Il progetto è cofinanziato dalla Presidenza del Consiglio dei Ministri, attraverso il Dipartimento per le politiche in favore delle persone con disabilità, e dalla Regione Sardegna con risorse del Fondo europeo di sviluppo regionale. L’impianto dell’iniziativa si richiama alla convenzione delle Nazioni Unite sui diritti delle persone con disabilità e trova riferimento nell’Agenda ONU 2030, nella Strategia europea per i diritti delle persone con disabilità 2021-2030 e nelle linee guida dell’Organizzazione mondiale del turismo.

«L’accessibilità rappresenta un elemento importante per una fruizione più ampia e consapevole del patrimonio balneare sardo», afferma Franco Cuccureddu, assessore regionale del Turismo, Artigianato e Commercio, che descrive il percorso come «un’esperienza realizzata in quattro destinazioni turistiche rilevanti e affermate, replicabile nel breve periodo in tanti altri Comuni costieri». L’esponente della Giunta sottolinea inoltre il doppio valore dell’operazione, che «valorizza sia il lavoro svolto dalle amministrazioni comunali coinvolte che il contributo diretto delle persone con disabilità».
Proprio la partecipazione diretta costituisce uno degli assi portanti del progetto. Le persone con disabilità intervengono nella costruzione dell’iniziativa portando esperienze, suggerimenti e punti di vista destinati a orientare il miglioramento dei servizi e la qualità delle informazioni turistiche. Sul fronte occupazionale, nei quattro Comuni sono stati attivati tirocini nel settore turistico con l’affiancamento di un tutor, in alcuni casi sfociati in assunzioni a tempo determinato, mentre agli operatori del comparto sono rivolti percorsi di formazione sull’accoglienza accessibile.

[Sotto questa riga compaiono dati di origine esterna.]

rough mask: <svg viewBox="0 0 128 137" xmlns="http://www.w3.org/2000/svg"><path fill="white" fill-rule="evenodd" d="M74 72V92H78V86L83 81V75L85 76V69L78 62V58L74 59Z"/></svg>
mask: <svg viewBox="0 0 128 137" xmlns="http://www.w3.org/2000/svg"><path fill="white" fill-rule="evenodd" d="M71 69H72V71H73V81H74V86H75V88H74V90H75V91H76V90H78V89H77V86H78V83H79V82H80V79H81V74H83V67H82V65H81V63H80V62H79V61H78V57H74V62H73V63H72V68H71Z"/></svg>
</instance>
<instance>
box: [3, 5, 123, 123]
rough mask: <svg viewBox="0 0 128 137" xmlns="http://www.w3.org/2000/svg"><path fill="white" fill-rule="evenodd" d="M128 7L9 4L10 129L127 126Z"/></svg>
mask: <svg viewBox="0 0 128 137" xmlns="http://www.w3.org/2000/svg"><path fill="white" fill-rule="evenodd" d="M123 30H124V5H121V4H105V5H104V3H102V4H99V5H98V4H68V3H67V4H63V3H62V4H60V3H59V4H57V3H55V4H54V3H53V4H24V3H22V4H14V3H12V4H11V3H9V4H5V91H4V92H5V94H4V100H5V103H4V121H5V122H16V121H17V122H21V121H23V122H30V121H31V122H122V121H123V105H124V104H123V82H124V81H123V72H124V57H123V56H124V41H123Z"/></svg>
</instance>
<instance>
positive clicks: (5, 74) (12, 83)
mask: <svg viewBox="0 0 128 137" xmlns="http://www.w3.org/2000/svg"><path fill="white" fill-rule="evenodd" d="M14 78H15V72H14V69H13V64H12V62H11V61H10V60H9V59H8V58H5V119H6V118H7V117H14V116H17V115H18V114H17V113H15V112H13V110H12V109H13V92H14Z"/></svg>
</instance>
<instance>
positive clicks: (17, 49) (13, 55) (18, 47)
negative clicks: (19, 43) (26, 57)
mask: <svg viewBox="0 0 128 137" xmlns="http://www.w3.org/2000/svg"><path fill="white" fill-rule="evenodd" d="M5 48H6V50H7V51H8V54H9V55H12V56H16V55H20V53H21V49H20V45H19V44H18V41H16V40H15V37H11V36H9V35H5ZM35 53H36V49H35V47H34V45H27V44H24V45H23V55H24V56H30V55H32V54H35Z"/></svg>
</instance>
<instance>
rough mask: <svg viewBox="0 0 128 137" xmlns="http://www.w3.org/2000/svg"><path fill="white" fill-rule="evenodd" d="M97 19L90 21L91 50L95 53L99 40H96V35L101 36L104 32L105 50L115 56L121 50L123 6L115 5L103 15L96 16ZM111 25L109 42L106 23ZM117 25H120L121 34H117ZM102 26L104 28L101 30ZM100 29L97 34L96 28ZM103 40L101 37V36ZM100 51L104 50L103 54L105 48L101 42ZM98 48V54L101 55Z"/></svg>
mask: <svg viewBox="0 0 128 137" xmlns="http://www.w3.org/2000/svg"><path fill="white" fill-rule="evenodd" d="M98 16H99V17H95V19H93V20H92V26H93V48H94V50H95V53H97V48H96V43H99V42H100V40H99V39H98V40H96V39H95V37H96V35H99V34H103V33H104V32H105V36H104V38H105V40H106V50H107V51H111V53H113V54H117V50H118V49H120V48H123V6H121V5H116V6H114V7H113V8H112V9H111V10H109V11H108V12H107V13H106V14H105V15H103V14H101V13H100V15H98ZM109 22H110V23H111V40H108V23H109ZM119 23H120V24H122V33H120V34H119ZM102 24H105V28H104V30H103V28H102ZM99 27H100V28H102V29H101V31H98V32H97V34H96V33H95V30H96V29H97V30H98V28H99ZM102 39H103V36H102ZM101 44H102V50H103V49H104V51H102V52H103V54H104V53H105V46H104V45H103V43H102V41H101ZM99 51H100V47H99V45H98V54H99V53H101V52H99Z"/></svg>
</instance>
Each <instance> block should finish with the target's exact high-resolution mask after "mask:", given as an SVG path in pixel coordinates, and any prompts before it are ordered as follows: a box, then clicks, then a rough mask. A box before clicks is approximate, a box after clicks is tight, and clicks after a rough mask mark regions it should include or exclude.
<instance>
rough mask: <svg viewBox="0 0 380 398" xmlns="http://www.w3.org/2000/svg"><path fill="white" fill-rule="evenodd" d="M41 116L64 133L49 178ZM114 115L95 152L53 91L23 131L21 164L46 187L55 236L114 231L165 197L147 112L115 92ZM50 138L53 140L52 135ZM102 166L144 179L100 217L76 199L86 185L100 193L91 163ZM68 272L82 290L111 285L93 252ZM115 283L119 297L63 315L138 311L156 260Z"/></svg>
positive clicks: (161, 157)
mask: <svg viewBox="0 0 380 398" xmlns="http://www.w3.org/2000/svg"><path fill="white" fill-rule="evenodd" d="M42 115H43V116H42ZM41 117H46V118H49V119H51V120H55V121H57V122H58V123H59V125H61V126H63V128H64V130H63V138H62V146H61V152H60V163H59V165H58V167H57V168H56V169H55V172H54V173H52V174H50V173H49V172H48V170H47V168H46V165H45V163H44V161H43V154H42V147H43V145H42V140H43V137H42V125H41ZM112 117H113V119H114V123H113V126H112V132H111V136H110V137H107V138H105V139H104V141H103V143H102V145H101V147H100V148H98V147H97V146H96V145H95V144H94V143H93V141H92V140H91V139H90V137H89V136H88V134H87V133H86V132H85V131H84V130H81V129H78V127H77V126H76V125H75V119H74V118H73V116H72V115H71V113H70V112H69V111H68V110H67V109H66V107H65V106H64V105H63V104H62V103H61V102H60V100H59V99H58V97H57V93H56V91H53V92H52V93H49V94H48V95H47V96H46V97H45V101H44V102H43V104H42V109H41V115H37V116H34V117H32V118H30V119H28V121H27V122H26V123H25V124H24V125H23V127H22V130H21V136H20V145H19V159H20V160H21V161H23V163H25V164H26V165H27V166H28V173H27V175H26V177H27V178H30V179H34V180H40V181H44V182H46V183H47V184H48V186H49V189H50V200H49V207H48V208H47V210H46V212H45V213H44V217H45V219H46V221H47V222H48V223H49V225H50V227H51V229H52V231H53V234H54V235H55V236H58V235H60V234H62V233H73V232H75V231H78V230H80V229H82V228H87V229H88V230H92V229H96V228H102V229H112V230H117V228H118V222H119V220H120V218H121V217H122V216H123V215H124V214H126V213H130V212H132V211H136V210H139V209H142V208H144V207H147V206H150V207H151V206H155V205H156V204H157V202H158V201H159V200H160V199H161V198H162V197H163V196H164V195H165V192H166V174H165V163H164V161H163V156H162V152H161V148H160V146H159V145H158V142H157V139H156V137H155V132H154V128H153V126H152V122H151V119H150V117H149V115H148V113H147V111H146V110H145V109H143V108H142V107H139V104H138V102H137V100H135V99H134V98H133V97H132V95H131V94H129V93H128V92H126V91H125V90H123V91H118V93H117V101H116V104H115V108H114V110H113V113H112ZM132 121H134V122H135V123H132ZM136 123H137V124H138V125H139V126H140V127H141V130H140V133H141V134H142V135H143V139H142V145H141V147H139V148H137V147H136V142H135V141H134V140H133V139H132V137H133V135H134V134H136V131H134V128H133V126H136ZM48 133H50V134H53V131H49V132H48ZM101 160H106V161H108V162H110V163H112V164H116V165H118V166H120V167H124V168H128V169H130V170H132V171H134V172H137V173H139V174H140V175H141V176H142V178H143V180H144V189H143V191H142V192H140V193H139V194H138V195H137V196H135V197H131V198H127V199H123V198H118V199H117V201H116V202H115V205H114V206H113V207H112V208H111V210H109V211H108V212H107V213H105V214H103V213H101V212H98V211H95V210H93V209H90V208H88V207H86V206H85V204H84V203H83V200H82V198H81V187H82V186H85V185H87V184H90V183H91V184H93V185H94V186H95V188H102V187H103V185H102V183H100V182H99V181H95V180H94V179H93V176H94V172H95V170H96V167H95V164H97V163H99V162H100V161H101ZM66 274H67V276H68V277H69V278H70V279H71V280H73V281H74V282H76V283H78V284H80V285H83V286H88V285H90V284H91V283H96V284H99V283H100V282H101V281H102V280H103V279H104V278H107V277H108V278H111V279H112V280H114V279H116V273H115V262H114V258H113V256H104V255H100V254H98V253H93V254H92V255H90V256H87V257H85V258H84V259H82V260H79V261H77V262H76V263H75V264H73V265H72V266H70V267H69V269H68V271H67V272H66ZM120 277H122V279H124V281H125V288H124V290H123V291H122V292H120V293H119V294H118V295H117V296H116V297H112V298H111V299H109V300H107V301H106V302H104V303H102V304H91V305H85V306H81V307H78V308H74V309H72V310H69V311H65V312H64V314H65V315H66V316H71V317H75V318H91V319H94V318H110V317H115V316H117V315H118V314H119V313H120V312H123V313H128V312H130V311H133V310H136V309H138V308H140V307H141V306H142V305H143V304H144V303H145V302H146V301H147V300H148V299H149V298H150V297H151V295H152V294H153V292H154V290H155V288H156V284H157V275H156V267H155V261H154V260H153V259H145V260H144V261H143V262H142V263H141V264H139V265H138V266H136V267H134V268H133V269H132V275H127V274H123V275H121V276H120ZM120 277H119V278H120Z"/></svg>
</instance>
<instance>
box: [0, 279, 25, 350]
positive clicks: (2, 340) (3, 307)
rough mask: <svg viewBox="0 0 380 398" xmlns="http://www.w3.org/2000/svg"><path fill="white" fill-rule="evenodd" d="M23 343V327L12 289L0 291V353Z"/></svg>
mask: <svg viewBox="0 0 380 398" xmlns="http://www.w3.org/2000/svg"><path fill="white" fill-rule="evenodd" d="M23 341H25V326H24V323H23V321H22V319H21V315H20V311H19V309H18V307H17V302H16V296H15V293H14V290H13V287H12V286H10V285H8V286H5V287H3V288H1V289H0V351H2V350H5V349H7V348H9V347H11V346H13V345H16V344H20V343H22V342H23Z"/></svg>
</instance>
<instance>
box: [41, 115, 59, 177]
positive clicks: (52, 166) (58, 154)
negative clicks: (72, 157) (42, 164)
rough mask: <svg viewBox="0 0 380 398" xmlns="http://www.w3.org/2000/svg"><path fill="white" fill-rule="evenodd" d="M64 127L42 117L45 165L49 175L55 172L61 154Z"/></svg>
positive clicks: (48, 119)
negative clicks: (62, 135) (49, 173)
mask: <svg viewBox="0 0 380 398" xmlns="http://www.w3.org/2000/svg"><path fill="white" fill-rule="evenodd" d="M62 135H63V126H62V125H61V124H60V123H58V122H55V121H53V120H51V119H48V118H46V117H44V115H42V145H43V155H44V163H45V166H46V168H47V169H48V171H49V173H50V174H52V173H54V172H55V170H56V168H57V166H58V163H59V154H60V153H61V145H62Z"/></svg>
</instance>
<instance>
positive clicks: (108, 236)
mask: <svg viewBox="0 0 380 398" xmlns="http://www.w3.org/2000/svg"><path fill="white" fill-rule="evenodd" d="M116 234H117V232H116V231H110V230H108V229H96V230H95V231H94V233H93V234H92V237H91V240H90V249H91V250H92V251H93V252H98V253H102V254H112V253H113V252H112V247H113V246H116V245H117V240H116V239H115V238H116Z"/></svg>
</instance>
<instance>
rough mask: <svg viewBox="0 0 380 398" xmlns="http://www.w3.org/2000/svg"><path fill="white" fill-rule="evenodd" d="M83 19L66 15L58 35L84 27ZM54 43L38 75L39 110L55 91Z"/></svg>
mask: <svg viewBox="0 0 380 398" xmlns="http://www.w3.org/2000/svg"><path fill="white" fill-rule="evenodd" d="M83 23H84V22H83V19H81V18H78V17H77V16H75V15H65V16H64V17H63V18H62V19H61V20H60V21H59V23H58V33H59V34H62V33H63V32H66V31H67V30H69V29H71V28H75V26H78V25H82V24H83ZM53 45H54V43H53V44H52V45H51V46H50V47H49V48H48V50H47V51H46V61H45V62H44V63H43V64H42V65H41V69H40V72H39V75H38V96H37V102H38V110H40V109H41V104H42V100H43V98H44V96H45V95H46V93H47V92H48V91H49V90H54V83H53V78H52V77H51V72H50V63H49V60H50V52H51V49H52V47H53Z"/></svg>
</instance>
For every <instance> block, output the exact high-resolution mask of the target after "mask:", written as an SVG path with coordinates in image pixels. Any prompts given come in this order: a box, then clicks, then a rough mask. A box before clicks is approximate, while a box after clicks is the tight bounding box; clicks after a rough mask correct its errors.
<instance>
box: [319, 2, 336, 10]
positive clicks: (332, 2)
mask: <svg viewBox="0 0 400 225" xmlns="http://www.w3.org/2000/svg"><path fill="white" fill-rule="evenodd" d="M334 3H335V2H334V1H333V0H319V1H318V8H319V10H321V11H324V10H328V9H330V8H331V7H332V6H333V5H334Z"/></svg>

Un capitolo specifico riguarda l’accessibilità delle informazioni, spesso decisiva quando si organizza una vacanza. Per ciascuna spiaggia coinvolta saranno predisposte schede informative che consentiranno di conoscere in anticipo la dotazione disponibile: passerelle di accesso, ausili per la balneazione, servizi igienici accessibili, spogliatoi dedicati, parcheggi riservati e servizi di assistenza. I contenuti, pubblicati sui siti dei Comuni interessati e sul portale SardegnaTurismo, seguiranno gli standard internazionali di accessibilità digitale WCAG 2.1 di livello AA.

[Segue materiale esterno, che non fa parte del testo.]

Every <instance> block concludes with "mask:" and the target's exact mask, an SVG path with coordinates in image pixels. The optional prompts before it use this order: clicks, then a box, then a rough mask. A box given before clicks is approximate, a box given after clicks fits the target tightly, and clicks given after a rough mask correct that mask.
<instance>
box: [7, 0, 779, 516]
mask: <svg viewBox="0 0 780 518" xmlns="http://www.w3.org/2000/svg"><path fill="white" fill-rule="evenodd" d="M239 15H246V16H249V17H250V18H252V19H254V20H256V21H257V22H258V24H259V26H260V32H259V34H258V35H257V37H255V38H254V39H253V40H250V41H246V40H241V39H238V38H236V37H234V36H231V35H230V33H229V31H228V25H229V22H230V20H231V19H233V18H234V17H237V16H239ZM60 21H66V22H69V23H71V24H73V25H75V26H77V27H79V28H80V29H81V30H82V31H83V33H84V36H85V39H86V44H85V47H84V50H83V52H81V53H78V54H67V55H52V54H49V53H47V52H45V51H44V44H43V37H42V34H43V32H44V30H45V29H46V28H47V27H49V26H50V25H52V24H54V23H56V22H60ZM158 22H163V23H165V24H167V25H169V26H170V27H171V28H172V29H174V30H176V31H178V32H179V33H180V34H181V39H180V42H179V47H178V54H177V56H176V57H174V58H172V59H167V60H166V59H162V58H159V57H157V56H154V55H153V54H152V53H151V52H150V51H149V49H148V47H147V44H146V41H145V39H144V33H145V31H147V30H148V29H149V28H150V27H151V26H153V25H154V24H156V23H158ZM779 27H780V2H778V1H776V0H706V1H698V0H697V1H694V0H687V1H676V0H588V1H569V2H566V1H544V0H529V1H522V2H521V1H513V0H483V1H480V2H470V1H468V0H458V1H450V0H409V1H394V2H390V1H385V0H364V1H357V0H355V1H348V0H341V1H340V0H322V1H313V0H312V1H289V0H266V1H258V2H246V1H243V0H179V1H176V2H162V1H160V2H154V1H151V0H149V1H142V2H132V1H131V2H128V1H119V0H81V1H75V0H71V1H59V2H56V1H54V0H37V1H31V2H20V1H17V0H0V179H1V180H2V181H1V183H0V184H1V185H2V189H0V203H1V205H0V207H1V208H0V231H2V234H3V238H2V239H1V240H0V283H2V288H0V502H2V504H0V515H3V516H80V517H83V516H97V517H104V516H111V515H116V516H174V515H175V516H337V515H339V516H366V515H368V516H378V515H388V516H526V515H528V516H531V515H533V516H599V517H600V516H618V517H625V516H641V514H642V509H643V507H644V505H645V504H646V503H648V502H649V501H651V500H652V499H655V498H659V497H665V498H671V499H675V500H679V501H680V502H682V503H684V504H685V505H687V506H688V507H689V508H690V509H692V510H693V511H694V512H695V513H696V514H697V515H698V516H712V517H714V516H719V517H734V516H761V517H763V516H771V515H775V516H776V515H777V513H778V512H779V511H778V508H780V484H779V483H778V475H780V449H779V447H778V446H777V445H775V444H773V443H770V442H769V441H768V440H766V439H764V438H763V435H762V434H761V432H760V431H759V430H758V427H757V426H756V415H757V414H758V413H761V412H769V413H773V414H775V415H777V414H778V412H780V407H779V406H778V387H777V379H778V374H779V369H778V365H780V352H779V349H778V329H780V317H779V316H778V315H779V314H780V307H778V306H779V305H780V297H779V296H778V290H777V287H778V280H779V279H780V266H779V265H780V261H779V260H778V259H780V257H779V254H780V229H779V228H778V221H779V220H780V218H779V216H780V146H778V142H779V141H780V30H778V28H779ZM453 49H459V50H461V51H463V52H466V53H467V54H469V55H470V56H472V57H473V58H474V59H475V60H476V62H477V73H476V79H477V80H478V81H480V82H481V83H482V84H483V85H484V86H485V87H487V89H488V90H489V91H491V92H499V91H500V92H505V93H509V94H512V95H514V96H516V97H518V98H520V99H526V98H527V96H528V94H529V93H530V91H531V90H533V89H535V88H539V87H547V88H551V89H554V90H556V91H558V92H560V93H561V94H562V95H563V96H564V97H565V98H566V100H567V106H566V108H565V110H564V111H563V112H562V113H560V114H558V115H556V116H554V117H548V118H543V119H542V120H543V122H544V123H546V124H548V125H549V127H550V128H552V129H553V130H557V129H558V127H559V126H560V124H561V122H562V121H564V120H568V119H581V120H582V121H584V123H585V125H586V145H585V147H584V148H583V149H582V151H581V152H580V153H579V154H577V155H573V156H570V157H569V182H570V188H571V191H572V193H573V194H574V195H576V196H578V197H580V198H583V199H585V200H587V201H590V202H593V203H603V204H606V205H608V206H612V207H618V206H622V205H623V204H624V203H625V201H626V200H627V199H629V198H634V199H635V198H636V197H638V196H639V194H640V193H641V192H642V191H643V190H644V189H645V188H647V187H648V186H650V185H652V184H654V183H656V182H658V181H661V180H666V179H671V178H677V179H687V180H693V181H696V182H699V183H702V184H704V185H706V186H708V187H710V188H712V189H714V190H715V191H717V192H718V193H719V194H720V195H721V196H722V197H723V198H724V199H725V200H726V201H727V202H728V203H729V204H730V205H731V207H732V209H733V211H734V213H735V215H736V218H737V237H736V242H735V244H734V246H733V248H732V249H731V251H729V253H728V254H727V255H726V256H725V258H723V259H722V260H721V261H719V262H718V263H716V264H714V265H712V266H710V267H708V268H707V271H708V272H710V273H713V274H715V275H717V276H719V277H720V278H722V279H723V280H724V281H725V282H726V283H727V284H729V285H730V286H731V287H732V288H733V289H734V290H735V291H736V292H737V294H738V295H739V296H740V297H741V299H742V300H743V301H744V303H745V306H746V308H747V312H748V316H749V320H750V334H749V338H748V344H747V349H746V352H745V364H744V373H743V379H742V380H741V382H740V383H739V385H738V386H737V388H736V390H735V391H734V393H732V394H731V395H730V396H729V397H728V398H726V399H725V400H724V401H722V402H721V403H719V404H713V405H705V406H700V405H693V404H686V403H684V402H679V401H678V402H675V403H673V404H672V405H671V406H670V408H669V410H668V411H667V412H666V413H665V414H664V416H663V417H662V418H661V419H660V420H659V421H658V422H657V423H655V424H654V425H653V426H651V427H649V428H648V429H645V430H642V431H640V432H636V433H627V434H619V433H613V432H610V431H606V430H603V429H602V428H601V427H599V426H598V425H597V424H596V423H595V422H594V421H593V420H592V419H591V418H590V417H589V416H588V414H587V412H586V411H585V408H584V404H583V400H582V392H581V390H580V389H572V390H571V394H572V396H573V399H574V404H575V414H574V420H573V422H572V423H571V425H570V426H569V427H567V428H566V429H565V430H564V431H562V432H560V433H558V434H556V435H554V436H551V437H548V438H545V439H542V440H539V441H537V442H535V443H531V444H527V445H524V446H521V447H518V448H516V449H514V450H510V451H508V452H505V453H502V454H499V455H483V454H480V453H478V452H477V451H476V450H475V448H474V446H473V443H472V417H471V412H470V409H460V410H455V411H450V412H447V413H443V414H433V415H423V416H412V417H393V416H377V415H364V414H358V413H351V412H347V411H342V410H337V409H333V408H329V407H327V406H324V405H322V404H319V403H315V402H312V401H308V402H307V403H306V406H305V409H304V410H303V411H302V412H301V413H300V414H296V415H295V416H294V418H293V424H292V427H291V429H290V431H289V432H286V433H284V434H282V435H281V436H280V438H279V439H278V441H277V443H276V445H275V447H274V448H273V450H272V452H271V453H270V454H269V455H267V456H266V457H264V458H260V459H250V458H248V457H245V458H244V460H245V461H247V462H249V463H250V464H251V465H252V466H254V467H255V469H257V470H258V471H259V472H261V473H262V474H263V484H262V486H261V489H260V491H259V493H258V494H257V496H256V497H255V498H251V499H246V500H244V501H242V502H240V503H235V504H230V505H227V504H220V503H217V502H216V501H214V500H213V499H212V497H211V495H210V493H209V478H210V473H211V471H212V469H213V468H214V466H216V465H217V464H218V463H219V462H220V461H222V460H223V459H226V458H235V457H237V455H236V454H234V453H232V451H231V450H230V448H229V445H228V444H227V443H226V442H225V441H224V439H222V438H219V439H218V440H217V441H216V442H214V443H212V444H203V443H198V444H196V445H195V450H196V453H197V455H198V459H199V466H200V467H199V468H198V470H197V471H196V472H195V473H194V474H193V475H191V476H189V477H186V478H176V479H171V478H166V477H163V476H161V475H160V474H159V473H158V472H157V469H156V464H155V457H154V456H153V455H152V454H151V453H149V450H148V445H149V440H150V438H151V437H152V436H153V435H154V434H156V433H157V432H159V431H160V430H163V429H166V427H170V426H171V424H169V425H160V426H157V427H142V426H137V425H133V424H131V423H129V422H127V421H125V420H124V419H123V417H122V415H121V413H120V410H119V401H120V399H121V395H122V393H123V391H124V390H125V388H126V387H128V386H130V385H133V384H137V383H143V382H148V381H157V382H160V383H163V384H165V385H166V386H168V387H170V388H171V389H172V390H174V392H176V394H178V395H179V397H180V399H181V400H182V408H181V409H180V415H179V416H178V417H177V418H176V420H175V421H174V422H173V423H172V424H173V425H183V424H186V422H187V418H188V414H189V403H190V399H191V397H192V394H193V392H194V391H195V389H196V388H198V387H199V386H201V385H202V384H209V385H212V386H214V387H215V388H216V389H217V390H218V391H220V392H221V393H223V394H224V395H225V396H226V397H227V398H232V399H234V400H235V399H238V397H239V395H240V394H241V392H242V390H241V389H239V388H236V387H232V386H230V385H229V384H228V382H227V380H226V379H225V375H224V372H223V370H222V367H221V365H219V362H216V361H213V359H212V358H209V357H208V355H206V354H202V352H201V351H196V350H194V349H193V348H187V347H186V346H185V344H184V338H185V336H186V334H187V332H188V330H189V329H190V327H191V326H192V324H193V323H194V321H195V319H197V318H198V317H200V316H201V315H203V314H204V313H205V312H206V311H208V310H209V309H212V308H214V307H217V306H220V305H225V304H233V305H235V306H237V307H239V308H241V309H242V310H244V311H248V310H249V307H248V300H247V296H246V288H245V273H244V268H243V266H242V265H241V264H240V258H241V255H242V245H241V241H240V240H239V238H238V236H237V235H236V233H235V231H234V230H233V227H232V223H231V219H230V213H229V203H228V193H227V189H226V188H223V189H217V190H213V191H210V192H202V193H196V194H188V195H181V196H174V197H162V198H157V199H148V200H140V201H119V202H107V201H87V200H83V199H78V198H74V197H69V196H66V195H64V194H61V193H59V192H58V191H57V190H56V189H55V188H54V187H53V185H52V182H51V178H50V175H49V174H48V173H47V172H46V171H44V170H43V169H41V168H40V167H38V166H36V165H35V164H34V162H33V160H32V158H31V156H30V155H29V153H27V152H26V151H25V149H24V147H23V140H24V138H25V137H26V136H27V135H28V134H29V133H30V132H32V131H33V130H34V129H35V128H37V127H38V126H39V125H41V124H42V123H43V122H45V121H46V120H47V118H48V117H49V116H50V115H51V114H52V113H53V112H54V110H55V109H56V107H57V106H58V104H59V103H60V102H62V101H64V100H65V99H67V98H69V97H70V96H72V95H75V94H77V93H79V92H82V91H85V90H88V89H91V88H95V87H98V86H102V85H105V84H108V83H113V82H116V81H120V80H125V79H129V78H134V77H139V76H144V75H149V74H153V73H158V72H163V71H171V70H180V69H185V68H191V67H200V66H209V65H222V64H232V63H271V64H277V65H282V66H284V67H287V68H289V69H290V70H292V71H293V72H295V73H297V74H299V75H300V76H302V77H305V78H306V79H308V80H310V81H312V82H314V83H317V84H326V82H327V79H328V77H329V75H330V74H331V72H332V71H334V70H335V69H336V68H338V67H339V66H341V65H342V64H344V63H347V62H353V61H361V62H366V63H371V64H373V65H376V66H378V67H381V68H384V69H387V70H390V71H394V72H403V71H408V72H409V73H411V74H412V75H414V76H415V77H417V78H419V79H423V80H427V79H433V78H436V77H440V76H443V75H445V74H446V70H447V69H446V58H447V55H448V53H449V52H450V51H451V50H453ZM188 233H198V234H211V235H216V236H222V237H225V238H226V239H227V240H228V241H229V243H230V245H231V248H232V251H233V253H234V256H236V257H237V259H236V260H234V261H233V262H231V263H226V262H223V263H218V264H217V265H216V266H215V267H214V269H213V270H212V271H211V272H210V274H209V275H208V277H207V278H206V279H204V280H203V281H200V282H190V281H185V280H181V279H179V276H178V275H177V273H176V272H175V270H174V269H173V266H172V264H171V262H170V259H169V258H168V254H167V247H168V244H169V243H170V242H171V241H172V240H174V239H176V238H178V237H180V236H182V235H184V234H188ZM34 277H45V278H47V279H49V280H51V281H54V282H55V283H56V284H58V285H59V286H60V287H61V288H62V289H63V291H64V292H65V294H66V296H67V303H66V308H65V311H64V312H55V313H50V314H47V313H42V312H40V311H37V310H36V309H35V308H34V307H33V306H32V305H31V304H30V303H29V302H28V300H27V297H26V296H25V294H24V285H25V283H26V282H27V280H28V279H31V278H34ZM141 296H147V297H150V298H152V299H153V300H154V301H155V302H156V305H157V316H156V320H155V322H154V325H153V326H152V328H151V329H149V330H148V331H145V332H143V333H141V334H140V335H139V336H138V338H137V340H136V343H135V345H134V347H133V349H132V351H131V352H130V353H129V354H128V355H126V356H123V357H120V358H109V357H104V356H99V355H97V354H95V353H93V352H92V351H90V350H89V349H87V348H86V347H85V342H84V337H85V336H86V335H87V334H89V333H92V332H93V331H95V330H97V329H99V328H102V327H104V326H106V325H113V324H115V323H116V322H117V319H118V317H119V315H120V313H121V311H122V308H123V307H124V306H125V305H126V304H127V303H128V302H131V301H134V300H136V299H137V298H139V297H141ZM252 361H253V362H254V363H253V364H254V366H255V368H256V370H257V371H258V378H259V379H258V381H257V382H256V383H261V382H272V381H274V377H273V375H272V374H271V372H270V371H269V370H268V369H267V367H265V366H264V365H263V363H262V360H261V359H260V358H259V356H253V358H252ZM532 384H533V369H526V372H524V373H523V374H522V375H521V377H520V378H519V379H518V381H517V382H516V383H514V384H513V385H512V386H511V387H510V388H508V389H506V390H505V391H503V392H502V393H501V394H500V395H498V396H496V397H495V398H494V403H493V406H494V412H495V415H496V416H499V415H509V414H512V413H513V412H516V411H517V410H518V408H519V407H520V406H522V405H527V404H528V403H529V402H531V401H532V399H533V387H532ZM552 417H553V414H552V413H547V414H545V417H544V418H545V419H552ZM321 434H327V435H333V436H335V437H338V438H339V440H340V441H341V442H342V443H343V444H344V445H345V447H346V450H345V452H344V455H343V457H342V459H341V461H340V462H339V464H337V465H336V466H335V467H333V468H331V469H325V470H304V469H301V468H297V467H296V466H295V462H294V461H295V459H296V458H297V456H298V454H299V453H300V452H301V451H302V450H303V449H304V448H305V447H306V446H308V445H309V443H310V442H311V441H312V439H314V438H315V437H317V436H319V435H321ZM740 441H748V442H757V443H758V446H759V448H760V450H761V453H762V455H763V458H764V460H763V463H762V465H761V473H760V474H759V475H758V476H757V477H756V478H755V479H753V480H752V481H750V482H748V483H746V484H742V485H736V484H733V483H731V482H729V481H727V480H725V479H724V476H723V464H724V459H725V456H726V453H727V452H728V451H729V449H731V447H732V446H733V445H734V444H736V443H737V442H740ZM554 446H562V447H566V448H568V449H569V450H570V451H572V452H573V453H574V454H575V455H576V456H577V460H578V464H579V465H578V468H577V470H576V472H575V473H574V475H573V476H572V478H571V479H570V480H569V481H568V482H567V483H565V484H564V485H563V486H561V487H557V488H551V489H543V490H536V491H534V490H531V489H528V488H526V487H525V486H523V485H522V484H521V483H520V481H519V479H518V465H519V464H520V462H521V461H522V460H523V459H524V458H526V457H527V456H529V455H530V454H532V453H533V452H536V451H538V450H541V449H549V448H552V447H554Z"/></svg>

Il percorso sarà documentato anche attraverso materiali di comunicazione: un documentario, una versione breve del video e uno spot dedicato ai risultati raggiunti, con l’obiettivo di rendere trasferibili le buone pratiche messe a punto nei territori pilota. A chiusura del progetto è previsto un evento finale nel quale saranno i tirocinanti a raccontare la propria esperienza e il contributo offerto alla realizzazione dell’iniziativa. Per approfondimenti e aggiornamenti sui servizi delle spiagge coinvolte il riferimento è il portale regionale SardegnaTurismo, insieme ai siti istituzionali dei Comuni di Alghero, Carloforte, La Maddalena e Orosei.